Programmatically switching between tabs within Swift

回眸只為那壹抹淺笑 提交于 2019-11-27 07:44:35
codester

If your window rootViewController is UITabbarController(which is in most cases) then you can access tabbar in didFinishLaunchingWithOptions in the AppDelegate file.

func application(application: UIApplication!, didFinishLaunchingWithOptions launchOptions: NSDictionary!) -> Bool {
    // Override point for customization after application launch.

    if let tabBarController = self.window!.rootViewController as? UITabBarController {
        tabBarController.selectedIndex = 1
    }

    return true
}

This will open the tab with the index given (1) in selectedIndex.

If you do this in viewDidLoad of your firstViewController, you need to manage by flag or another way to keep track of the selected tab. The best place to do this in didFinishLaunchingWithOptions of your AppDelegate file or rootViewController custom class viewDidLoad.

1.Create a new class which supers UITabBarController. E.g:

class xxx: UITabBarController {
override func viewDidLoad() {
        super.viewDidLoad()
}

2.Add the following code to the function viewDidLoad():

self.selectedIndex = 1; //set the tab index you want to show here, start from 0

3.Go to storyboard, and set the Custom Class of your Tab Bar Controller to this new class. (MyVotes1 as the example in the pic)

Swift 3

You can add this code to the default view controller (index 0) in your tabBarController:

    override func viewWillAppear(_ animated: Bool) {
        _ = self.tabBarController?.selectedIndex = 1
    }

Upon load, this would automatically move the tab to the second item in the list, but also allow the user to manually go back to that view at any time.

Anorak

To expand on @codester's answer, you don't need to check and then assign, you can do it in one step:

func application(application: UIApplication!, didFinishLaunchingWithOptions launchOptions: NSDictionary!) -> Bool {
    // Override point for customization after application launch.

    if let tabBarController = self.window!.rootViewController as?
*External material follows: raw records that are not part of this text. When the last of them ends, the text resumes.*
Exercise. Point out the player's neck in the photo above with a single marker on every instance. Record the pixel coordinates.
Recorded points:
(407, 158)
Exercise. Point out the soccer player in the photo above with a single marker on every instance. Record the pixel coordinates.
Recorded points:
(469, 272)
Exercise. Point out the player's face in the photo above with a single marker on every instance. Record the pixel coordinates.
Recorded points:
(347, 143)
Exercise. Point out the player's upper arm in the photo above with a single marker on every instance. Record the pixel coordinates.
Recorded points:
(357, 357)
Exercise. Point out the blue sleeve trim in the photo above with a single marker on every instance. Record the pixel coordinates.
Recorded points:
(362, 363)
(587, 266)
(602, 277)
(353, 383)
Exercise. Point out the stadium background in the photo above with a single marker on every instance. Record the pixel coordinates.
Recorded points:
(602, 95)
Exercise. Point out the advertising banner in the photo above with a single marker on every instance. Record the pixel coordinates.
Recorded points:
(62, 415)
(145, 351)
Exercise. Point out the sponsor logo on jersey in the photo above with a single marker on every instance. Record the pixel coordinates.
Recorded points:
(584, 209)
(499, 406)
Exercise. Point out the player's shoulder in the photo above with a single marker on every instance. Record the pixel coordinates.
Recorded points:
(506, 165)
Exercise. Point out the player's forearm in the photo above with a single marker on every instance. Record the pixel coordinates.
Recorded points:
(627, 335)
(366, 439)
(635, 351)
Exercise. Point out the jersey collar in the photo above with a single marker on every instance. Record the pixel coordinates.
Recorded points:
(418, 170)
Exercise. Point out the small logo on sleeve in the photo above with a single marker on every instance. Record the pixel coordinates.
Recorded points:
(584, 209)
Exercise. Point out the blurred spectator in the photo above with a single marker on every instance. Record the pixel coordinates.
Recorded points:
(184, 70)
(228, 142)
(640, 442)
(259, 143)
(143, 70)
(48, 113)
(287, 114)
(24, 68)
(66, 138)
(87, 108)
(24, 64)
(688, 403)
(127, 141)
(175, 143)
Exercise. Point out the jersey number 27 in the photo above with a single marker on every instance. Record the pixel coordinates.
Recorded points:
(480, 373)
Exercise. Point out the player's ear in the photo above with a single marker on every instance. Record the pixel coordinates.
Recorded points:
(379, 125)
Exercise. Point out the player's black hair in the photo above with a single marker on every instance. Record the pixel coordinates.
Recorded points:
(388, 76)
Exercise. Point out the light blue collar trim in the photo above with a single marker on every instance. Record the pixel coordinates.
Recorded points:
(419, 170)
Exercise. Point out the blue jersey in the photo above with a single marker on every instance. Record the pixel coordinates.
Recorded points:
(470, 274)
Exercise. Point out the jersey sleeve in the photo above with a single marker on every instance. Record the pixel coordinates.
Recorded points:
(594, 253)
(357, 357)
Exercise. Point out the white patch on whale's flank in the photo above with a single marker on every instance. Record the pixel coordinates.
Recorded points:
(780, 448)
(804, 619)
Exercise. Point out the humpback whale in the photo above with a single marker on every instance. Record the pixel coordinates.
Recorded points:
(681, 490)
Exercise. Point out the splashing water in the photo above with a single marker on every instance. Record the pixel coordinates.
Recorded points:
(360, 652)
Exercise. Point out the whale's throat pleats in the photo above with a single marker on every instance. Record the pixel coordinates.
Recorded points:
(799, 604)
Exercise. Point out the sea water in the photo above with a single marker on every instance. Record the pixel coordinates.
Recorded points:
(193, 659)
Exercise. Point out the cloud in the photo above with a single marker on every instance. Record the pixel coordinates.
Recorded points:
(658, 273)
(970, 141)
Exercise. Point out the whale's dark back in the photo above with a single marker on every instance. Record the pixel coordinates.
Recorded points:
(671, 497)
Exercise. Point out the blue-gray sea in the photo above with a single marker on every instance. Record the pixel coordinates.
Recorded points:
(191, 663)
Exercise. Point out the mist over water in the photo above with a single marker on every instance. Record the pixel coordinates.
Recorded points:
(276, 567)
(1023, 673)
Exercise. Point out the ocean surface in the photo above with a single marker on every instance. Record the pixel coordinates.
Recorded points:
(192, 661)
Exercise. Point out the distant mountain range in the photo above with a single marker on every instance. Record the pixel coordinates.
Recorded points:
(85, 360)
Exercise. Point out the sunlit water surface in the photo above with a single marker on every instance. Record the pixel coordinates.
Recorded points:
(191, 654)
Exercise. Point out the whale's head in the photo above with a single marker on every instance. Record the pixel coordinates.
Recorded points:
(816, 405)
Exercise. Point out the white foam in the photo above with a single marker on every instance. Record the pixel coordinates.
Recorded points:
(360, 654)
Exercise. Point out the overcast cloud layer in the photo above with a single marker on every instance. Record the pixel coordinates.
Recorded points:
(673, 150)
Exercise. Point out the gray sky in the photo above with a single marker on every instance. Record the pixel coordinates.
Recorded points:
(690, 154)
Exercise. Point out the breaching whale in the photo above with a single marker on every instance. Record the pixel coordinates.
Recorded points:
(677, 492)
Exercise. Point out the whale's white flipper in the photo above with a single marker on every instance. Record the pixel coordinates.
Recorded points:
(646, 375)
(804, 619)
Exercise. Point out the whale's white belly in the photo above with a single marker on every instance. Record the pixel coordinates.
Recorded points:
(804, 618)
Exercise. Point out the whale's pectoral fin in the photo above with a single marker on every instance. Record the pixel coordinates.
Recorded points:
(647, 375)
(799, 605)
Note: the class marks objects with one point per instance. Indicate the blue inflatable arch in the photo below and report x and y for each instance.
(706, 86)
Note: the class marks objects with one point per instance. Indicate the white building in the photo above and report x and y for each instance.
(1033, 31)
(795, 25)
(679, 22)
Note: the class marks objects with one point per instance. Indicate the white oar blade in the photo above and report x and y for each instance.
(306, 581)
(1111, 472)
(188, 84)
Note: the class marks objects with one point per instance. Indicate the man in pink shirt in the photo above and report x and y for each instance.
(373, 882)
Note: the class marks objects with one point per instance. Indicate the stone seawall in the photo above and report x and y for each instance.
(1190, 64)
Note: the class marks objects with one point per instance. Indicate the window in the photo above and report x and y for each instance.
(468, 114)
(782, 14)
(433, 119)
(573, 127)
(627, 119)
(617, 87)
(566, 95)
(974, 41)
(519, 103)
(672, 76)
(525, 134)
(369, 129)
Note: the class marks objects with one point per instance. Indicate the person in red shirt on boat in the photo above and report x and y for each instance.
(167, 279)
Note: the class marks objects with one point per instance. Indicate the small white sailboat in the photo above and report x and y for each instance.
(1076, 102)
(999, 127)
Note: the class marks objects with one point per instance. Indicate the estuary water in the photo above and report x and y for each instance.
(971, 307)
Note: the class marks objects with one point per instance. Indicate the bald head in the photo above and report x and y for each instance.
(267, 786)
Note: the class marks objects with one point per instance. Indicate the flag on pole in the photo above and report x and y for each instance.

UITabBarController {
        tabBarController.selectedIndex = 1
    }

    return true
}

The viewController has to be a child of UITabBarControllerDelegate. So you just need to add the following code on SWIFT 3

self.tabBarController?.selectedIndex = 1

In a typical application there is a UITabBarController and it embeds 3 or more UIViewController as its tabs. In such a case if you subclassed a UITabBarController as YourTabBarController then you can set the selected index simply by:

selectedIndex = 1 // Displays 2nd tab. The index starts from 0.

In case you are navigating to YourTabBarController from any other view, then in that view controller's prepare(for segue:) method you can do:

override func prepare(for segue: UIStoryboardSegue, sender: Any?) {
        // Get the new view controller using segue.destination.
        // Pass the selected object to the new view controller.
        if segue.identifier == "SegueToYourTabBarController" {
            if let destVC = segue.destination as? YourTabBarController {
                destVC.selectedIndex = 0
            }
        }

I am using this way of setting tab with Xcode 10 and Swift 4.2.